She stared at me, furious and hateful, but went still. Then she tried to break my grip again, hoping that I'd bought the change. I hadn't, and I didn't let her go.
“I have money,” I told her. “And you don't have to give me your body to get it. Please. Believe me.”
Then I released my hold on her, stepping back, showing her my palms before dropping my hands to my sides.
She looked horribly unsure then. On either side of us, pedestrian traffic hustled past, barely giving us a glance.
“You'll give me money?”
“Yeah.”
“What do I have to do?”
“Answer a question or two, that's all.”
She tasted the blood running over her lips, wiped at her nose and saw the result on her hand.
“Oh God,” she breathed. “I'm bleeding.”
“Let me take you somewhere. You tell me where.”
The suggestion confused her. “Where?”
“You pick,” I said. “Someplace you'll feel safe.”
“I don't know where that is.”
I looked around, saw a restaurant, a sign in Turkish and English telling me its name was Petek. I pointed to it. “In there? You can use the bathroom. I'll buy you lunch.”

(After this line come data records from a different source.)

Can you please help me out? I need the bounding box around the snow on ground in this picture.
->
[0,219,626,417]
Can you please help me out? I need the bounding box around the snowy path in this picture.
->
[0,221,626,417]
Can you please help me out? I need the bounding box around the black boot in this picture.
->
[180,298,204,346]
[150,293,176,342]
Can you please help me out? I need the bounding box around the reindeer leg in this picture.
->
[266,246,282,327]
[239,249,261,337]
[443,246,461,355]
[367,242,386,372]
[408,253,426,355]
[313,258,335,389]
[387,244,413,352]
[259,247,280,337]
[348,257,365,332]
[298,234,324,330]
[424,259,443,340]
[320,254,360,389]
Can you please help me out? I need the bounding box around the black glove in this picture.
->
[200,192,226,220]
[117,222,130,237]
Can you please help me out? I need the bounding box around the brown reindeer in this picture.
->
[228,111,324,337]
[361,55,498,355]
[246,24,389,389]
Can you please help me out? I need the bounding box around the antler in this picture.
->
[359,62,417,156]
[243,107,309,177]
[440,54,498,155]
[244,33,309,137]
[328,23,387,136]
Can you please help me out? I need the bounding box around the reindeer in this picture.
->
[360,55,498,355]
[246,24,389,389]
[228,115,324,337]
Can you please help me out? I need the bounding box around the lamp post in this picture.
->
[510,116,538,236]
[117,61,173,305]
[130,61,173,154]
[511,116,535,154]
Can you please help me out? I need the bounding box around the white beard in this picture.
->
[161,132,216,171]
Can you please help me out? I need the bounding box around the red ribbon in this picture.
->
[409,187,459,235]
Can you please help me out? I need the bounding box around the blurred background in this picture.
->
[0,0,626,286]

I handed her back her missing shoe.
“Okay?” I asked.
She nodded miserably, still trapped.
Petek wasn't much of a restaurant, but they had a bathroom, and they let her use it. I bought two kebabs and a couple of cans of Fanta, waited for her at a table, trying not to be impatient. I hadn't followed her for obvious reasons, and if there was a rear exit to the restaurant and she wanted to hoof it, I wasn't going to try and stop her.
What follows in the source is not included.